And god did Bungie hate the existence of those novels. The push for them at all was mainly on the Microsoft side of the Bungie/MS relationship, with involvement from the Halo Franchise Development team, which is essentially the precursor to 343.
That's all irrelevant to the end result. We had a good EU, and we had a cohesive narrative on the game side of things as well. Perhaps Bungie's sentiment towards them was for the better.
Personally, love the Forerunner Saga, was okay with Glasslands and Thursday War, hated Mortal Dictata.
Yeah I'm in the minority when it comes to these sentiments. The grounded, moral grey-area, political-espionage angle was much more captivating thanthe technobabble, space magic, walk-a-thon angle of Bear's work, IMO
It's far from required reading. Short of Blue Team's sudden appearance in H5, most things are at least touched upon in the games, if not straight up explained.
If by 'explained' you mean hidden away in terminals, or
Exposition condensed into a single cutscene, then perhaps it wasn't required reading. But more than a few people walked away from H4 not having a clue who/what the Didact & Librarian were, why humanity was a target, or even that Ancient Humanity was a thing. That's a
terrible way to handle getting the audience up to speed on the universe.
These things should not be "touched on", or hastily explained. They should be experienced.
I'm not sure what book you're referring to. The only "crucial" info I remember being release post H5 was the conclusion to the Absolute Record arc.
Absolute Record isn't crucial, because almost no one even played Spartan Ops. Questions like "wtf is the domain and why should I care?" and "How is Cortana alive? I just saw the ship get nuked" have answers that players should be privy to, not just people who follow the EU.
I agree with you there. Although Jul's development in general was piss poor, regardless of whether it was the books or the games.
I disagree, Jul is one of the best characters (if not THE BEST) in all of Halo.
Then Bungie failed. CE doesn't make a lot of sense without The Fall of Reach or at least reading the game manual, and Halo 3 is full of plot holes. Bungie just knew how to make the games fun enough to distract you from asking too many questions.
CE makes plenty of sense without reading anything at all. Which parts didn't make sense? You quickly learn that you are the last of a breed of super soldiers, and after your ship crash lands on an alien artifact, you must uncover its secrets before your enemies use it to finalize their genocide on humanity. That's the plot.
You even learn
through gameplay that humans have some connection with Forerunner tech that the covenant might be jealous of. You don't need to know
anything external to follow this self contained story.
Plot holes are really a different discussion from EU management. We can have that discussion, but H5 is a giant plot hole in and of itself.
It really didn't. I'd say it didn't do a great job of delivering the necessary information to the player, but it's all there.
Sorry man, terminals are essentially additional reading. Only a fraction of players ever access them, so "it's all there" is really an empty comment. You don't tell critical stories via hidden Easter eggs
On it's own, Halo 5 does make sense. Almost everything necessary is explained (who Osiris is, what's going on, etc). Blue Team's existence is the notable standout.

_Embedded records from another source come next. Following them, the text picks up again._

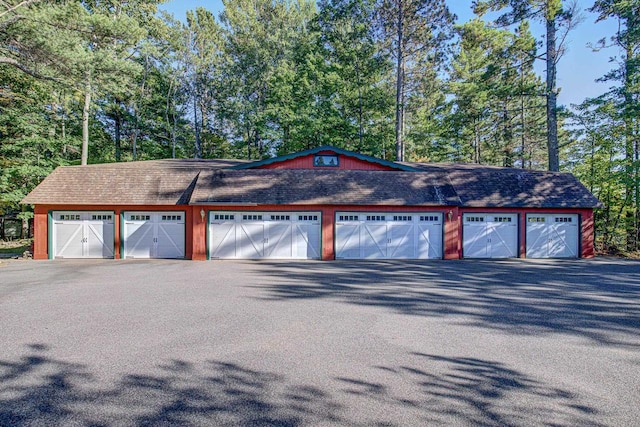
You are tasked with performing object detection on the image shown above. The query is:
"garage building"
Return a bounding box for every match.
[22,147,601,260]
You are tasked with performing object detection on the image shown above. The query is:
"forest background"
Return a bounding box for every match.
[0,0,640,254]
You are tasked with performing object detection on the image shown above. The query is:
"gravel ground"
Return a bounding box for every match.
[0,259,640,426]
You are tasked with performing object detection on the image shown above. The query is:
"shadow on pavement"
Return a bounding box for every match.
[0,344,601,426]
[251,260,640,347]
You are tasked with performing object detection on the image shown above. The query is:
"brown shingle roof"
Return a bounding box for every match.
[22,160,601,208]
[22,160,248,205]
[407,163,602,208]
[191,169,460,206]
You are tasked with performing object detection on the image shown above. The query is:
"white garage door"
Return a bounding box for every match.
[124,212,185,258]
[335,212,442,259]
[462,213,518,258]
[527,214,580,258]
[51,212,115,258]
[209,212,320,259]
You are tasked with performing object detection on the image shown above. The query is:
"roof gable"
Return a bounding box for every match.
[233,146,416,172]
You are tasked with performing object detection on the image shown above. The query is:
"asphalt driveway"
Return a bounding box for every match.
[0,259,640,426]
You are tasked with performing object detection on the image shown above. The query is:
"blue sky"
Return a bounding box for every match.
[162,0,617,105]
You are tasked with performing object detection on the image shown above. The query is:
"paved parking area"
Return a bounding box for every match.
[0,259,640,426]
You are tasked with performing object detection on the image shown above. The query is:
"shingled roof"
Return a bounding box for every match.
[409,163,602,208]
[22,159,242,205]
[191,169,460,206]
[22,154,602,208]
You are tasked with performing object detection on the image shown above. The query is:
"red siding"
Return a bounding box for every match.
[259,152,397,171]
[34,205,594,260]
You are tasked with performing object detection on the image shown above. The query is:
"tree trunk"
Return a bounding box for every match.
[193,97,202,159]
[80,84,91,165]
[623,42,638,251]
[396,0,404,162]
[355,61,364,153]
[114,111,122,162]
[547,17,560,171]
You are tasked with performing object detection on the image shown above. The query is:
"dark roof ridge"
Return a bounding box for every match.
[233,145,416,172]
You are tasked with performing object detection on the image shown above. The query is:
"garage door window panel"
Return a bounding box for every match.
[527,214,580,258]
[51,212,114,258]
[124,212,186,259]
[209,212,320,259]
[336,212,442,259]
[462,214,518,258]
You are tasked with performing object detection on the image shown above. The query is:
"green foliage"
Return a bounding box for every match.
[0,0,640,254]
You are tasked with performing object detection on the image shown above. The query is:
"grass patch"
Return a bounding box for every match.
[0,239,33,256]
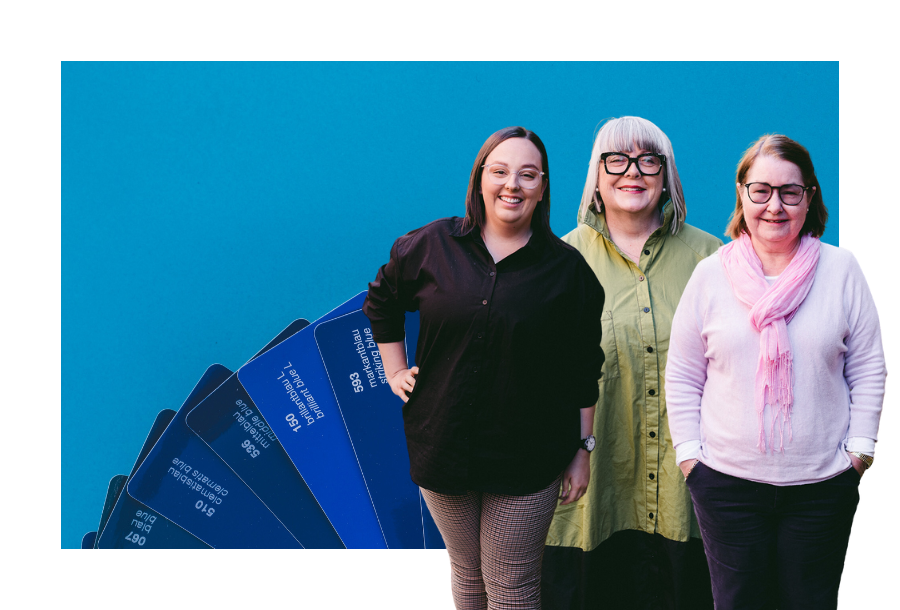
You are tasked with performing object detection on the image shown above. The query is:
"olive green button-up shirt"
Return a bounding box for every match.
[547,203,722,551]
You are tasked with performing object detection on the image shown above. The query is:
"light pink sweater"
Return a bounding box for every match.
[666,243,887,485]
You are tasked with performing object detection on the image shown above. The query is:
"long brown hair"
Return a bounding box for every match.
[462,127,559,243]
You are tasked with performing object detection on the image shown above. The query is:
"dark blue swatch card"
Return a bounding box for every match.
[315,311,425,549]
[187,320,344,549]
[128,364,302,548]
[95,409,210,549]
[81,532,97,549]
[95,474,128,541]
[404,311,447,549]
[238,292,386,549]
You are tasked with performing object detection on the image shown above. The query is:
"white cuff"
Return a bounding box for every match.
[675,439,700,464]
[847,436,875,457]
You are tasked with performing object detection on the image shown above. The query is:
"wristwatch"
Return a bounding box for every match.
[578,434,597,453]
[847,451,875,470]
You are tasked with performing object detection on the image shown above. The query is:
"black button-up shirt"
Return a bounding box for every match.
[363,218,604,495]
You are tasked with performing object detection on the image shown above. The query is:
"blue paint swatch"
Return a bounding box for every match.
[187,320,344,549]
[238,292,386,549]
[315,311,425,549]
[94,409,210,549]
[94,474,128,543]
[128,364,301,548]
[81,532,97,549]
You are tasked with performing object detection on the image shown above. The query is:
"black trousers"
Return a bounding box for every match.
[541,530,713,610]
[687,462,860,610]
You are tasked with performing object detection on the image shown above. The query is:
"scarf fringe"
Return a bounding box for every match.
[719,233,820,453]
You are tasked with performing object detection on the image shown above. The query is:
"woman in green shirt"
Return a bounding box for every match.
[543,116,722,610]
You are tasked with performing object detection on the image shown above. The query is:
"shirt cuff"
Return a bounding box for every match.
[675,439,700,464]
[847,436,875,457]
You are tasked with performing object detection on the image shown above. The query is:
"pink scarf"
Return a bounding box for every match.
[719,233,819,453]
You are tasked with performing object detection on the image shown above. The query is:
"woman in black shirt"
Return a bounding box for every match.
[363,127,603,608]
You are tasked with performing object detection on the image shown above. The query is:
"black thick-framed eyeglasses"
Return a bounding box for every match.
[600,152,666,176]
[743,182,816,205]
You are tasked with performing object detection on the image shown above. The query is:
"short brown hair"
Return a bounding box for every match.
[725,133,828,239]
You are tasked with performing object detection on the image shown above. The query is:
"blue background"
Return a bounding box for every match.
[61,62,839,548]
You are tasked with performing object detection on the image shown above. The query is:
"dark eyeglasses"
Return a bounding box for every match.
[600,152,666,176]
[742,182,816,205]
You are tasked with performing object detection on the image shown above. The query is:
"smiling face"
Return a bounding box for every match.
[481,138,547,232]
[597,146,666,216]
[738,155,812,252]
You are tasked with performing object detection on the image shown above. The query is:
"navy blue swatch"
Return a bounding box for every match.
[316,311,425,549]
[128,364,302,548]
[238,292,386,549]
[404,311,447,549]
[97,474,128,532]
[94,409,210,549]
[81,532,97,549]
[187,319,344,549]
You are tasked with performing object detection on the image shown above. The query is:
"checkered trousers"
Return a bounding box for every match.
[422,477,560,610]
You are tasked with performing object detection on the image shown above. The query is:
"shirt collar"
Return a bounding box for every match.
[450,217,544,252]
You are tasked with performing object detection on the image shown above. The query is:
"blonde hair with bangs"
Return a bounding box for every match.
[578,116,687,235]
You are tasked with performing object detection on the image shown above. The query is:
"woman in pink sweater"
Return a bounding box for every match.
[666,135,886,610]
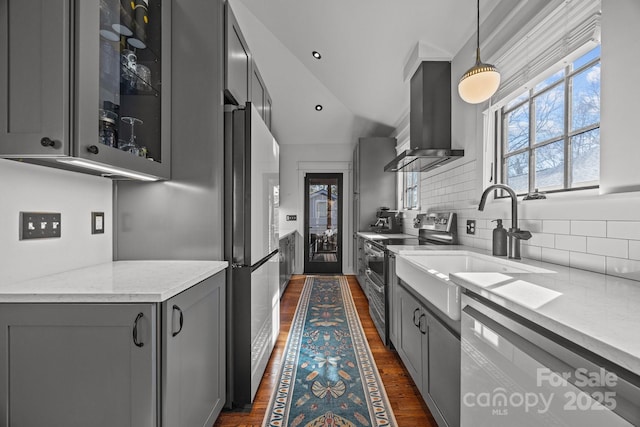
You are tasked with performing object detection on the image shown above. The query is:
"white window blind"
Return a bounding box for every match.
[489,0,601,103]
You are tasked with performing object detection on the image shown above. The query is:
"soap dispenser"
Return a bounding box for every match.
[491,219,507,256]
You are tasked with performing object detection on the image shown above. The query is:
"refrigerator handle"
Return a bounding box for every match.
[231,262,250,268]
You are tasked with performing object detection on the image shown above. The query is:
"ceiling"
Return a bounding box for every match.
[230,0,499,145]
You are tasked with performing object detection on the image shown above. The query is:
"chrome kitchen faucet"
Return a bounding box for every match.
[478,184,531,259]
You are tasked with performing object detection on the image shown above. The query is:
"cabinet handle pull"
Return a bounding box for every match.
[40,140,56,148]
[173,305,184,337]
[133,313,144,347]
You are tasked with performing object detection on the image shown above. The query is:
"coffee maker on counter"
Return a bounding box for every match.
[369,206,402,233]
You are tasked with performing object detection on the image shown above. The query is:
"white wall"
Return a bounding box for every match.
[278,144,354,274]
[0,159,112,283]
[397,0,640,278]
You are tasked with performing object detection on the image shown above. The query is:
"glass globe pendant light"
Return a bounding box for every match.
[458,0,500,104]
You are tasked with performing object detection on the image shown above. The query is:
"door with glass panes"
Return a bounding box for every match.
[304,173,342,274]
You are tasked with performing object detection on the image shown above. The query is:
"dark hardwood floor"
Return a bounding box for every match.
[214,275,437,427]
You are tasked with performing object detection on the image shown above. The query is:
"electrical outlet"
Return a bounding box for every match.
[467,219,476,234]
[91,212,104,234]
[20,212,62,240]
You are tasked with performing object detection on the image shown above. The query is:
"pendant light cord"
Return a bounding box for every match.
[476,0,480,63]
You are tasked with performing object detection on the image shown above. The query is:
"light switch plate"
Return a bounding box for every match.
[467,219,476,234]
[20,212,62,240]
[91,212,104,234]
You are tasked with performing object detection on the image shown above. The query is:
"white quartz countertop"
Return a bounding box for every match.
[396,246,640,375]
[357,231,418,240]
[0,261,228,303]
[278,230,297,240]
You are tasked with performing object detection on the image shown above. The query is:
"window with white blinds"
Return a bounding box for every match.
[485,0,600,194]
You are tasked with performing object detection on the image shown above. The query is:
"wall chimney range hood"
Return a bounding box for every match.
[384,61,464,172]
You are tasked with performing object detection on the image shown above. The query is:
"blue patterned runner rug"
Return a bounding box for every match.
[263,276,396,427]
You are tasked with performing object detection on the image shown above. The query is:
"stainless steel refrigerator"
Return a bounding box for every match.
[225,103,280,407]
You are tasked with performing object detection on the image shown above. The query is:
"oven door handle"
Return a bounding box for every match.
[365,268,384,294]
[364,242,384,258]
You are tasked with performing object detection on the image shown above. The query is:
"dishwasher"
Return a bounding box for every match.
[460,291,640,427]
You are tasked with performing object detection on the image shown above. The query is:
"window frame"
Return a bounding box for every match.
[490,44,602,195]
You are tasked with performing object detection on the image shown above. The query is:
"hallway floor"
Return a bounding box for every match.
[214,275,437,427]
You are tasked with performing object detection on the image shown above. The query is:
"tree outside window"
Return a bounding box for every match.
[496,46,600,194]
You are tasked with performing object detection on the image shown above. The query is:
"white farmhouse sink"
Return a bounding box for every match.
[396,251,554,320]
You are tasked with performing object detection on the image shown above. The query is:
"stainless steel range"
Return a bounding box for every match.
[364,212,458,346]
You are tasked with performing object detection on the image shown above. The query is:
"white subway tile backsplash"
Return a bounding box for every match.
[520,245,542,261]
[542,219,571,234]
[476,228,493,240]
[420,161,640,280]
[629,240,640,260]
[541,248,570,265]
[518,219,542,233]
[587,237,629,258]
[569,252,606,274]
[476,219,489,228]
[607,257,640,280]
[529,233,556,248]
[556,234,587,252]
[607,221,640,240]
[571,221,607,237]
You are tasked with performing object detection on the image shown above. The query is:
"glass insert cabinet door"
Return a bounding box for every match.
[0,0,171,178]
[96,0,166,168]
[76,0,171,178]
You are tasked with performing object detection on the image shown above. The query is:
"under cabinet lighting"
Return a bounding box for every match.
[57,159,160,181]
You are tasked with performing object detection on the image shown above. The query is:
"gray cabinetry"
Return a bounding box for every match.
[224,3,252,105]
[0,304,157,427]
[390,279,460,427]
[224,3,272,129]
[0,273,226,427]
[0,0,171,178]
[162,274,226,427]
[0,0,72,155]
[353,138,397,231]
[396,287,426,384]
[354,233,367,293]
[430,316,460,426]
[387,253,402,344]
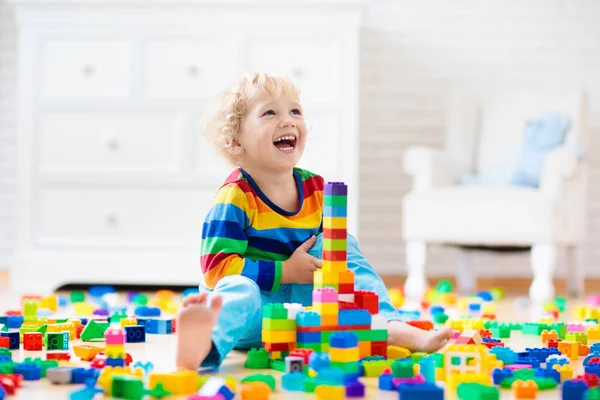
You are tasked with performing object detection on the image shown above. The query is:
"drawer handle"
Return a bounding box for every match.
[107,139,121,151]
[106,214,119,228]
[81,64,96,77]
[188,65,202,76]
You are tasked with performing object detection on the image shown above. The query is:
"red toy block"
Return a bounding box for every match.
[23,332,43,351]
[406,320,433,331]
[46,351,71,361]
[323,250,346,261]
[354,290,379,315]
[338,301,360,311]
[371,342,388,358]
[290,349,313,365]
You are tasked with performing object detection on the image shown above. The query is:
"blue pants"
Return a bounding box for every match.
[200,235,400,366]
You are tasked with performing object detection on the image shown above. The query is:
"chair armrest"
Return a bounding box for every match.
[540,146,580,200]
[403,146,457,191]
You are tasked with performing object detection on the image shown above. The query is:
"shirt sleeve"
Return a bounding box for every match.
[200,183,282,292]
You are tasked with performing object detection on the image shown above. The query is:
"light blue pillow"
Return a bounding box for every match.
[511,113,571,187]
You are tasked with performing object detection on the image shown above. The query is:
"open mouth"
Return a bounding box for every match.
[273,135,296,152]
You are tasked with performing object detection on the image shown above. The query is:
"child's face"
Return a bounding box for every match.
[239,92,306,172]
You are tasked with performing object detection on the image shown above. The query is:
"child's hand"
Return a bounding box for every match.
[281,236,321,283]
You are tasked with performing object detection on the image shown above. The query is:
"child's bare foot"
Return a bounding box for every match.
[176,293,223,370]
[388,321,452,353]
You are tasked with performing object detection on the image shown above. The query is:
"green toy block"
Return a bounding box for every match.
[565,332,587,344]
[263,303,287,319]
[111,375,146,400]
[392,358,415,378]
[262,318,296,331]
[456,383,500,400]
[323,196,348,207]
[241,374,276,392]
[81,320,108,342]
[244,349,269,369]
[433,313,449,324]
[46,332,69,350]
[490,324,510,339]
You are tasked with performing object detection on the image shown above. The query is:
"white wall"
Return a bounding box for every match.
[0,0,600,275]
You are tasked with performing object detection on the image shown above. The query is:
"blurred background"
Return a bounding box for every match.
[0,0,600,294]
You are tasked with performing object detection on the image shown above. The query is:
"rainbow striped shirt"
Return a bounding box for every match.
[200,168,324,292]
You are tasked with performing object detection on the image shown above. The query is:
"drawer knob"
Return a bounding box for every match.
[106,214,119,228]
[107,139,120,151]
[188,65,202,76]
[81,64,96,77]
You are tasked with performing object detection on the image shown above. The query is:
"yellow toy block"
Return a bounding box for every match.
[315,385,346,400]
[446,373,492,393]
[552,364,573,382]
[120,318,137,328]
[323,217,348,229]
[321,260,348,272]
[387,346,412,360]
[262,329,296,343]
[313,302,340,316]
[558,340,579,360]
[329,347,360,362]
[73,345,104,361]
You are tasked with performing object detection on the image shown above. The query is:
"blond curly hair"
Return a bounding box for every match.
[202,72,300,165]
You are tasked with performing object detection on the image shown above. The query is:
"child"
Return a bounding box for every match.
[176,73,452,370]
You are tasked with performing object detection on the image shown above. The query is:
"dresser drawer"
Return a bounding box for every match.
[246,38,342,103]
[143,38,239,98]
[37,186,217,248]
[41,38,133,98]
[40,110,184,172]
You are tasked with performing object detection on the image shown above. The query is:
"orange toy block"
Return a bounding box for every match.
[512,379,538,399]
[558,340,579,360]
[542,329,558,344]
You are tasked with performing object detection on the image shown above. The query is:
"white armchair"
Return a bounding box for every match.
[402,91,587,303]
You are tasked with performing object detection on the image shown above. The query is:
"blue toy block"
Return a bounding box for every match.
[329,332,358,349]
[338,310,372,326]
[378,374,394,391]
[490,346,517,365]
[71,368,99,384]
[533,368,560,384]
[6,315,25,329]
[13,363,42,381]
[134,306,160,317]
[124,325,146,343]
[281,371,304,392]
[398,383,444,400]
[492,368,513,385]
[296,332,321,344]
[2,332,21,350]
[296,311,321,328]
[561,380,588,400]
[106,358,125,367]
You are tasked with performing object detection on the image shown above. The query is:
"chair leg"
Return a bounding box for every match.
[404,240,427,308]
[564,246,585,297]
[456,250,475,296]
[529,244,556,304]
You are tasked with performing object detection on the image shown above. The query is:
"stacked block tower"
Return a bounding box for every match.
[262,182,388,360]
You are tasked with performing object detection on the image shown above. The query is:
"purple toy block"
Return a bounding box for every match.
[323,182,348,196]
[313,287,337,303]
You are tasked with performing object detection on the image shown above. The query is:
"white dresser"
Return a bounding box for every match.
[9,0,364,292]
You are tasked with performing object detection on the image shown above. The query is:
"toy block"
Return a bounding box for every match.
[46,332,69,350]
[312,288,338,305]
[558,341,579,360]
[354,290,379,315]
[0,332,21,350]
[296,311,321,327]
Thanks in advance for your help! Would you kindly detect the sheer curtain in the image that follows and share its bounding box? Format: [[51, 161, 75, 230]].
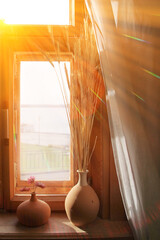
[[86, 0, 160, 240]]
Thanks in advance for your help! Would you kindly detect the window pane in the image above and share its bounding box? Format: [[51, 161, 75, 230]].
[[20, 61, 70, 181], [0, 0, 69, 25]]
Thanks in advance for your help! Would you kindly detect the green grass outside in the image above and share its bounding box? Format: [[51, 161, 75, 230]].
[[20, 143, 70, 174]]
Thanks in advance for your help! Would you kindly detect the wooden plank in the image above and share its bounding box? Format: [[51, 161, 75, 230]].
[[0, 213, 133, 240]]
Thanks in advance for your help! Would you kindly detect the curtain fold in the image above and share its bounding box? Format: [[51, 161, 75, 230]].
[[86, 0, 160, 240]]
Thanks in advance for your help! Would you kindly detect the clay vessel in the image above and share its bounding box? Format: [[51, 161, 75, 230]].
[[16, 192, 51, 227], [65, 171, 99, 227]]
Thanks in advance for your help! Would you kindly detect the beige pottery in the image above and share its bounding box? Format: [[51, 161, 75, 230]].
[[16, 192, 51, 227], [65, 171, 99, 227]]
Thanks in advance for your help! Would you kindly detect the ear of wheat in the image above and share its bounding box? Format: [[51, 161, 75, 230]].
[[35, 20, 100, 171]]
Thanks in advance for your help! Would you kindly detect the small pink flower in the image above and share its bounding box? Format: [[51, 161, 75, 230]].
[[20, 187, 30, 192], [35, 182, 45, 188], [27, 176, 35, 184]]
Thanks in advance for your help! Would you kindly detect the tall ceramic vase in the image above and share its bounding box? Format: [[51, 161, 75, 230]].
[[17, 192, 51, 227], [65, 171, 99, 227]]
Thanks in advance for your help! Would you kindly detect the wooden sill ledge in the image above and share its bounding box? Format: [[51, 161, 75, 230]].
[[0, 213, 133, 240]]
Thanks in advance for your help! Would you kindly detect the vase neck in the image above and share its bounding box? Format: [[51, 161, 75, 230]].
[[77, 171, 88, 186], [30, 192, 37, 202]]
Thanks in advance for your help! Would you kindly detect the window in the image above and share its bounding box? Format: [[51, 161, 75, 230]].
[[0, 0, 74, 25], [13, 53, 74, 194]]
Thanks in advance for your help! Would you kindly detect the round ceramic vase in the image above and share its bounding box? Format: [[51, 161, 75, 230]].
[[16, 192, 51, 227], [65, 171, 99, 227]]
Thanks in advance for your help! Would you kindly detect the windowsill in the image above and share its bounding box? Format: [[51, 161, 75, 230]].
[[0, 213, 133, 240]]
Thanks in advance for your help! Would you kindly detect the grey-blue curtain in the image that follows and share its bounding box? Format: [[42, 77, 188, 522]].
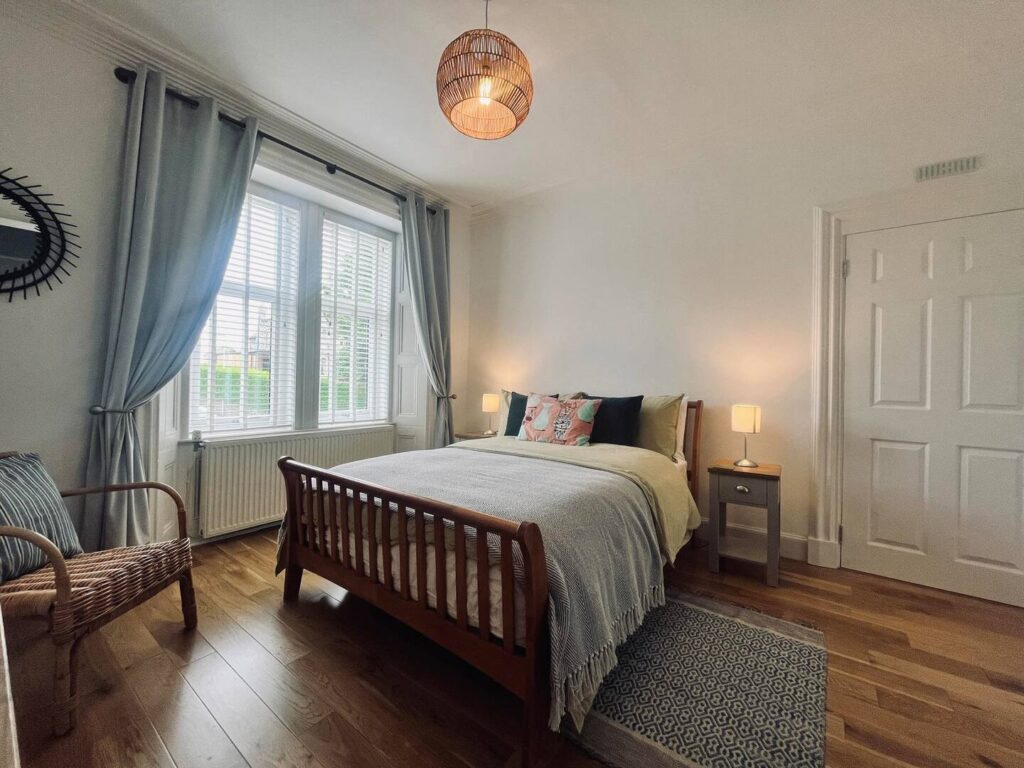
[[79, 67, 258, 550], [400, 195, 455, 447]]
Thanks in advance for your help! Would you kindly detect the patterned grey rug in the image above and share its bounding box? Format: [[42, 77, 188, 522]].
[[568, 592, 827, 768]]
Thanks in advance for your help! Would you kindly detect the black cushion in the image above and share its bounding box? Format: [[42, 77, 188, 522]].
[[586, 394, 643, 445], [505, 392, 558, 437]]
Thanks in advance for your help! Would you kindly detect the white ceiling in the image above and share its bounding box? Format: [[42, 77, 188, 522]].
[[86, 0, 1024, 206]]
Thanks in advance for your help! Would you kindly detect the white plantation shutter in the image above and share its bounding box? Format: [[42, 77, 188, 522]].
[[318, 212, 394, 425], [188, 193, 301, 433]]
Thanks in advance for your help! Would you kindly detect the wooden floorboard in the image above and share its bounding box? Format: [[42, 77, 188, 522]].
[[7, 531, 1024, 768]]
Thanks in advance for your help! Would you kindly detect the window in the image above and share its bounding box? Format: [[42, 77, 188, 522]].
[[188, 184, 395, 434], [319, 217, 394, 424], [188, 195, 299, 432]]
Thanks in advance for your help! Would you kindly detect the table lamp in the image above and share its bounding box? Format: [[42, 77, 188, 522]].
[[732, 406, 761, 467], [481, 394, 501, 436]]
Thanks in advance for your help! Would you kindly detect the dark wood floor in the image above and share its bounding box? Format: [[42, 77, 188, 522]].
[[8, 534, 1024, 768]]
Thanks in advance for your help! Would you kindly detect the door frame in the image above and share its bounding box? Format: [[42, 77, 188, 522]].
[[807, 169, 1024, 568]]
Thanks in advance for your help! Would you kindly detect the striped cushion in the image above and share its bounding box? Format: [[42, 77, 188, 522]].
[[0, 454, 82, 584]]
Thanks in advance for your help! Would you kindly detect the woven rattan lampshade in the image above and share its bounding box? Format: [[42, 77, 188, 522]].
[[437, 30, 534, 139]]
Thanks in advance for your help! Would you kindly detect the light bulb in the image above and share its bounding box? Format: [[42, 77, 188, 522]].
[[480, 78, 494, 106]]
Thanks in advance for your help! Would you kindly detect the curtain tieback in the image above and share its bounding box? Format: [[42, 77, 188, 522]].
[[89, 406, 135, 416]]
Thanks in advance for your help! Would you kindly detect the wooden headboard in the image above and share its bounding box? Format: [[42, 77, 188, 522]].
[[683, 400, 703, 504]]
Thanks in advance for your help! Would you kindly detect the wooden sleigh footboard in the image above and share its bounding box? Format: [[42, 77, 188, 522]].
[[278, 457, 557, 768]]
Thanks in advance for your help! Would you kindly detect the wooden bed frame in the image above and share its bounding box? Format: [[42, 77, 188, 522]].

Major plot points are completely ignored.
- where did this Cortana come from
- why is she compelled to rule instead of serve as programmed
- wtf is the domain
- why was Cortana able to talk to chief after he got knocked out by a Hunter?
- why is Blue team listening, without question, to a guy who says he heared the voice of a dead friend moments after he got knocked out.
- why is she calling all these Guardians to Genesis only to redeploy them right back where they came from
The lack of Master Chief was not the problem, if you ask me, however. Chief & Blue Team levels should have been cut entirely. The problem with them is that they spoiled any mystery about why Blue Team went AWOL, and confirmed way too quickly that Cortana was alive.
Perhaps that would've been better. But the "mystery" was contrived in the first place.
Imagine, instead of playing as Blue Team, you return to Infinity and find these legendary Spartans are now rogue. Then, on Meridian, when you first encounter the Warden Eternal, that's when you first hear about Cortana.
I think H5 would be to early reveal Cortana as the main baddie. They should have first established the rules of the universe? How can a rampant AI be spared? are there more massive Forerunner Weapons? What is the domain? who are the new faces of the UNCS and why should I care about them? The Cortana angle was never earned.